Easter 2012 – As London nervously awaited the impending Olympics with pragmatic British pessimism, I cycled down to the E5 Bakehouse to attend a sourdough bread making day, bought for me as a present by my partner. At the end of the day our teacher and E5 founder Ben Mackinnon jokingly asked the group: “So, anyone fancy opening a bakery?” Self-conscious laughter or expressions to the effect of “yeah, right!”

 

Five years later I am surprised to find myself, not exactly opening a fully-fledged bakery, complete with deck ovens, metres of stainless steel, and a fetching white hat with airtex (not artex?!) vents perched on my head, but at least adding myself to the growing number (especially this end of town!) of micro-food producers, wedged into small back alleys, 1/16 railway arches, or, as in my case, at the back of a Victorian terraced house not far from Hackney Central. After all, all I did was bake some loaves, then more loaves, then more loaves, offer them to friends, neighbours, work colleagues; they give me money for my efforts, those coins in my pocket feel somehow worth more than the monthly paid salary; I bake the bread on the morning of my wedding for the reception; I take my sourdough starter on holiday with me, baking in France, in Spain.
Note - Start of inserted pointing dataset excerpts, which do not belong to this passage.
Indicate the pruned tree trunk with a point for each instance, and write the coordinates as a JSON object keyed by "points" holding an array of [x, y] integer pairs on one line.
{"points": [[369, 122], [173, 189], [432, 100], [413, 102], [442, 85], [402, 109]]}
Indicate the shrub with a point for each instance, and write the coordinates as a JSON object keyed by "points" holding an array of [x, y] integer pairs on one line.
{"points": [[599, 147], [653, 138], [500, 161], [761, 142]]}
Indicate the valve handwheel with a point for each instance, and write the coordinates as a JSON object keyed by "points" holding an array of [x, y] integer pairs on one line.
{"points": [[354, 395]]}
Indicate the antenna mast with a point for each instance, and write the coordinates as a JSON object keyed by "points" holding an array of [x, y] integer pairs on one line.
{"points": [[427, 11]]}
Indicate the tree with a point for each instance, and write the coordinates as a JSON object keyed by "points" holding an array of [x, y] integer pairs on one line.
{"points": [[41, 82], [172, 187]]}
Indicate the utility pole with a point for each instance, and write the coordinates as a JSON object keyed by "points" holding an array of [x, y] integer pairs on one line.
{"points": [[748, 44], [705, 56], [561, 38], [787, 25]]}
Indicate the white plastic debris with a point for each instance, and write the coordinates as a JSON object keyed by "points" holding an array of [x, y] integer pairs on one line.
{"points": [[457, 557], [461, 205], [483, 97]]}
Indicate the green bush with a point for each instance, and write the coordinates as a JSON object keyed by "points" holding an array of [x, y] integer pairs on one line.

I attend more courses, meet others similarly absorbed (finding your tribe, as Ken Robinson says), whether in person or through the wonderful (and temporally- cursed) medium of social media.

 

At the risk of sounding a bit like Swiss Tony (you’ll have to google that one, if you don’t know), the twists and turns of ones life are perhaps a little bit like baking- you do all you can to make the best loaf, involving a balance of control and ‘listening’ to the dough, but in the end the results are in the hands of the gods and it comes out as it comes out, sometimes great, sometimes bloody awful!